A reasonably recent review of dark matter detection is given by Liu et al., 2017, https://arxiv.org/abs/1709.00688 . I've reproduced their figure 1 below.

The cross sections on this graph span 13 orders of magnitude, which is a vast range. My question is why the observed mean density of dark matter in our universe doesn't allow this to be constrained to within about a factor of 10. The graph assumes that dark matter consists of WIMPs. Dark matter has to be produced in the early universe when the temperature was comparable to the mass, and I would imagine that this production mechanism would be one in which quarks or leptons interacted via the weak force to produce WIMPs. I would think that, given the mass, the cross-section $$\sigma_p$$ for this production process would be fairly tightly constrained by the need to produce the amount of dark matter that we actually seem to have. So based on my naive/fuzzy understanding of field theory, there should also be an inverse process in which a WIMP is absorbed by baryonic matter, and this absorption process should have a cross-section $$\sigma_a$$ which is closely related to $$\sigma_p$$.

Why, then, don't we have a narrow diagonal strip running across this diagram that is consistent with cosmological observations?

Because the details depend on the exact nature of the dark matter, which is unknown. For more complex models, there are additional free parameters that can vary and smear out an otherwise narrow prediction.

To elaborate: The WIMP is a special case of a "thermal relic particle". Thermal relic particles have been in thermal equilibrium at some time in the early universe, i.e. they constantly got produced and annihilated again in interactions with the thermal bath. (Protons and neutrons are also thermal relics).
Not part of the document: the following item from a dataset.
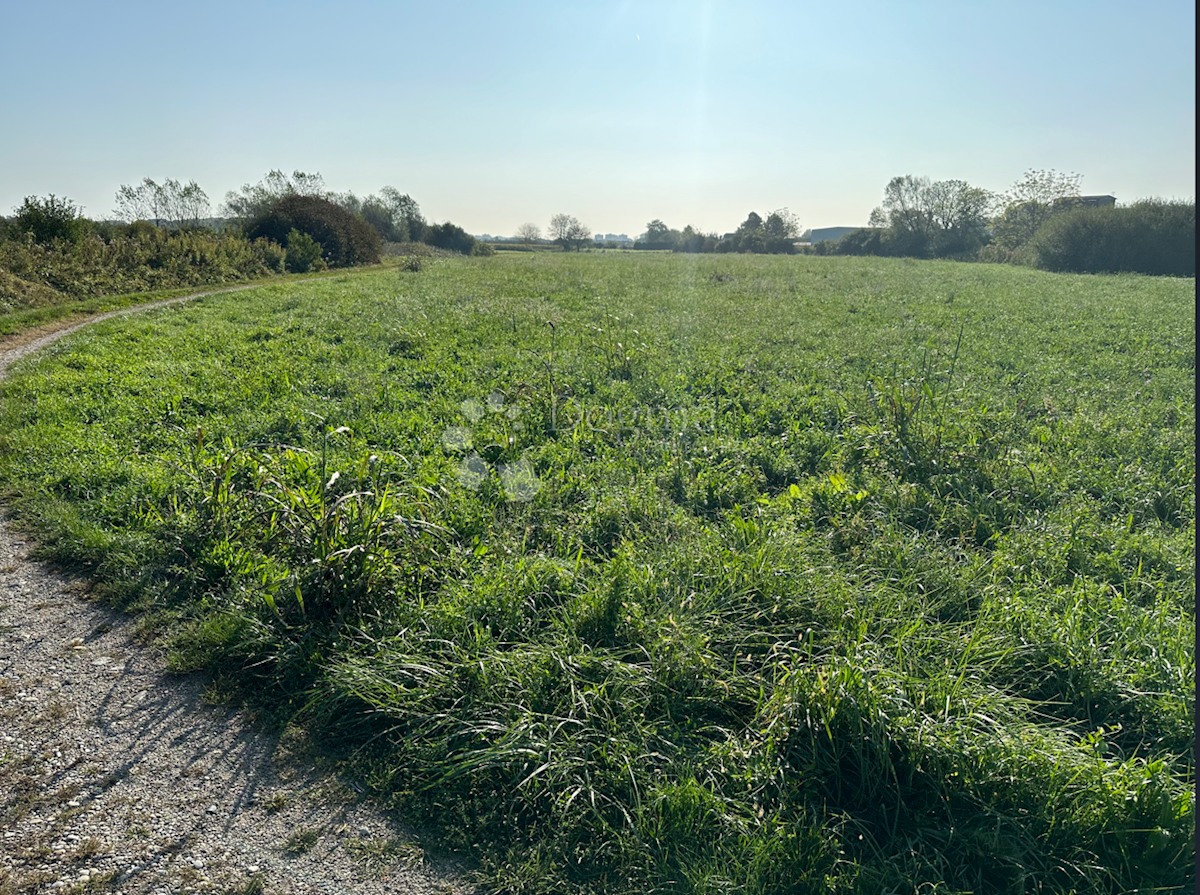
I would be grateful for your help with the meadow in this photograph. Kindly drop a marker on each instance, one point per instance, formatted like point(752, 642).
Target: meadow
point(629, 574)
At some point the universe cooled and these particles dropped out of thermal equilibrium. At that point, their abundance is said to be "frozen out". The exact time of this freeze-out is set by the (thermally averaged) annihilation cross-section. Thus, from astrophysics, once you know the abundance of your dark matter particle (e.g. if you say it makes up 100% of the dark matter), and you know its mass, the annihilation cross-section is known exactly. See e.g. Figure 5 of this paper, the ball park being $$<\sigma v> \sim 10^{-26}$$cm$$^2$$ cm/s.

Your plot however does not show this annihilation cross-section, but the scattering cross-section. They are different things, but related by what is called crossing symmetry:

Shown is crossing symmetry in the context of thermal relic particles $$\chi$$ and their interaction with the Standard Model (SM, and also with some specific examples relevant to experiment) In Feynman diagram language that's just to say that you can rotate any Feynman diagram any way you like and still arrive at a valid diagram. Scientists try to exploit this: For any thermal relic particle, by assumption, the red ("make it") and blue ("break it") diagrams exist. They are being searched for by collider experiments (red) and so-called indirect searches for dark matter (blue). What your question refers to is the third leg, the so-called direct detection of dark matter, with the approach ("shake it") shown in green.

If you have a very specific model, then the cross-section for this third diagram can be calculated for a given annihilation (blue) cross-section. See e.g. Figure 3 from this paper for a specific example:

This is what you were wondering: Indeed, for a very simple model, you can get predictions that are very well-defined, such as the blue line in that plot. The limits and the neutrino signal also appear in your plot.

However, nature rarely is that simple, and this model has been written down specifically as an example of a minimal extension. The "singlet scalar model" is another example with similar results. Typically though scientists work on more comprehensive models, in which case there are more parameters that can be tuned. This in turn results in much broader blobs in the expected parameter space. The "mSUSY constraint" shown in your plot in green is one such example.